Port Lewaigue is located a mile or so south or Ramsey on the Isle of Man. 

It is the site of a failed late Victorian venture to develop a holiday resort. A Ramsey architect George Kay drew up plans for the resort which would have included a Hotel, bathing pool etc. 

Unfortunately the scheme as with many other developments on the Isle of Man fell victim to the collapse of Dumbell’s Bank early in 1900.

The principal feature is an abandoned late Victorian promenade which was constructed around 1900. 

The substantial promenade looks completely out of context without any of the supporting infrastructure which one would expect to see at a seaside resort. In recent years work has been undertaken to clear much undergrowth.

































More pictures of Port Lewaigue and the Industrial Archaeology of the Manx Tourist Industry can be found at:

http://jhlphotography.smugmug.com/Isle-of-Man/Industrial-Archaeology-of-Manx


----------



## steve2109 (Feb 23, 2013)

Wish it had been finished !


----------



## jhluxton (Feb 23, 2013)

steve2109 said:


> Wish it had been finished !



I would love to see the plans for what was proposed. Very little information appears on the internet.
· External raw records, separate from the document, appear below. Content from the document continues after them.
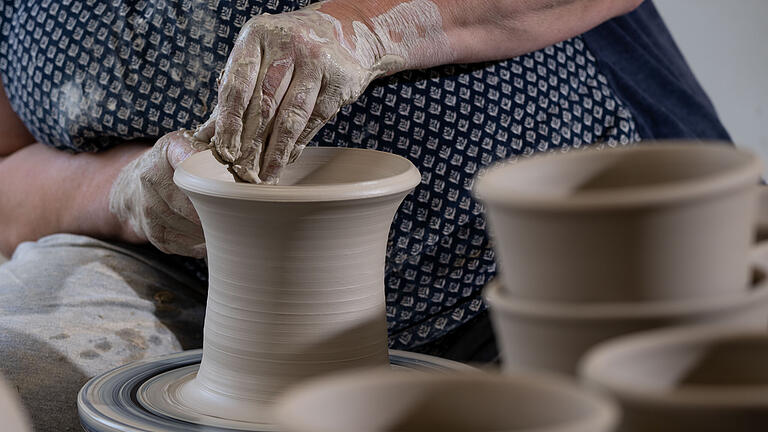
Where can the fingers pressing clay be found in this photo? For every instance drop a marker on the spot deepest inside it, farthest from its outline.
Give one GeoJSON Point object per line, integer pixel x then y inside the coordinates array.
{"type": "Point", "coordinates": [145, 199]}
{"type": "Point", "coordinates": [235, 90]}
{"type": "Point", "coordinates": [205, 131]}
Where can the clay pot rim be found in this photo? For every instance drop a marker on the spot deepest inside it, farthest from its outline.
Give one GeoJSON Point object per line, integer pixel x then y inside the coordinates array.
{"type": "Point", "coordinates": [604, 412]}
{"type": "Point", "coordinates": [747, 172]}
{"type": "Point", "coordinates": [706, 396]}
{"type": "Point", "coordinates": [523, 308]}
{"type": "Point", "coordinates": [399, 183]}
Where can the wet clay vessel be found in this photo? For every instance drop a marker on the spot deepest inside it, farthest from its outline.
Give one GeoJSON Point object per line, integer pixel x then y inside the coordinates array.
{"type": "Point", "coordinates": [296, 276]}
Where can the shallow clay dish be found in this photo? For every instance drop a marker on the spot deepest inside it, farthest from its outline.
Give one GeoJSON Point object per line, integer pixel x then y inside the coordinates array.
{"type": "Point", "coordinates": [554, 335]}
{"type": "Point", "coordinates": [388, 401]}
{"type": "Point", "coordinates": [653, 222]}
{"type": "Point", "coordinates": [685, 379]}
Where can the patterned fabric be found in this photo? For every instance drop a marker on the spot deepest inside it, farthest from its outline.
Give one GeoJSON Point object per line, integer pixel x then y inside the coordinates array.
{"type": "Point", "coordinates": [86, 74]}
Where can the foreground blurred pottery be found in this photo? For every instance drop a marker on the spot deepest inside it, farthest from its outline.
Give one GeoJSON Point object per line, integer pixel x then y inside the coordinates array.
{"type": "Point", "coordinates": [391, 401]}
{"type": "Point", "coordinates": [296, 275]}
{"type": "Point", "coordinates": [658, 221]}
{"type": "Point", "coordinates": [554, 335]}
{"type": "Point", "coordinates": [690, 379]}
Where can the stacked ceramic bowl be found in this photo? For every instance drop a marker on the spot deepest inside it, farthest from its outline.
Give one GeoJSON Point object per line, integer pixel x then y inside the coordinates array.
{"type": "Point", "coordinates": [597, 244]}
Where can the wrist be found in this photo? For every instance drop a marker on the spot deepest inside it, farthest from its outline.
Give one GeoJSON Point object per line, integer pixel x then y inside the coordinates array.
{"type": "Point", "coordinates": [398, 34]}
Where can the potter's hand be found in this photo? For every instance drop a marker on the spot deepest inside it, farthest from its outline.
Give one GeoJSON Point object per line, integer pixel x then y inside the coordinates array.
{"type": "Point", "coordinates": [288, 74]}
{"type": "Point", "coordinates": [145, 199]}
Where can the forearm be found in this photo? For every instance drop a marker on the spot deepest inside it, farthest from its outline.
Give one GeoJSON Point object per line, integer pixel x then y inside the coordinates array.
{"type": "Point", "coordinates": [428, 33]}
{"type": "Point", "coordinates": [45, 191]}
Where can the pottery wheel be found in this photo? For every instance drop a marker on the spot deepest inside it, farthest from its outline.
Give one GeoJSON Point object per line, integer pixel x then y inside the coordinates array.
{"type": "Point", "coordinates": [128, 399]}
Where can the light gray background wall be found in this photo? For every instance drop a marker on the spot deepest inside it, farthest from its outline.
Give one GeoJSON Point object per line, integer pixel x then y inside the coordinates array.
{"type": "Point", "coordinates": [726, 44]}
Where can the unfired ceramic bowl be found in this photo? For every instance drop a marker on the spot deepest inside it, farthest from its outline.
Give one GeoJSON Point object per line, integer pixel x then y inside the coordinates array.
{"type": "Point", "coordinates": [658, 221]}
{"type": "Point", "coordinates": [296, 275]}
{"type": "Point", "coordinates": [686, 379]}
{"type": "Point", "coordinates": [554, 335]}
{"type": "Point", "coordinates": [390, 401]}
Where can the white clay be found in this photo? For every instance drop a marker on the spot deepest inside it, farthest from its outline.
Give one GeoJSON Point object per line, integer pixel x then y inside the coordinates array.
{"type": "Point", "coordinates": [144, 197]}
{"type": "Point", "coordinates": [296, 275]}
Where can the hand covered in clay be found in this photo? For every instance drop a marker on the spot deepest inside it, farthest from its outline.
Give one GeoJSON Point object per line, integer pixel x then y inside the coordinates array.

Guess the next time I am over on the Isle of Man later this year I need to make enquiries at the Manx Museum in Douglas.


----------



## flyboys90 (Feb 23, 2013)

Very interesting project for its time,great pics.


----------



## Charlie Watson (Jan 5, 2022)

Originally it was to be the route of the MER into Ramsey. I believe it was changed because of ground instabity


----------



## night crawler (Jan 5, 2022)

Must be great for the locals


----------



## Hayman (Jan 5, 2022)

Charlie Watson said:


> Originally it was to be the route of the MER into Ramsey. I believe it was changed because of ground instabity


This takes me back SIXTY YEARS - to a visit by ferry from Liverpool. I travelled on and filmed the Isle of Man Railway, the Manx Electric Railway, and on the Snaefell Mountain Railway. And the Douglas horse-drawn trams.


----------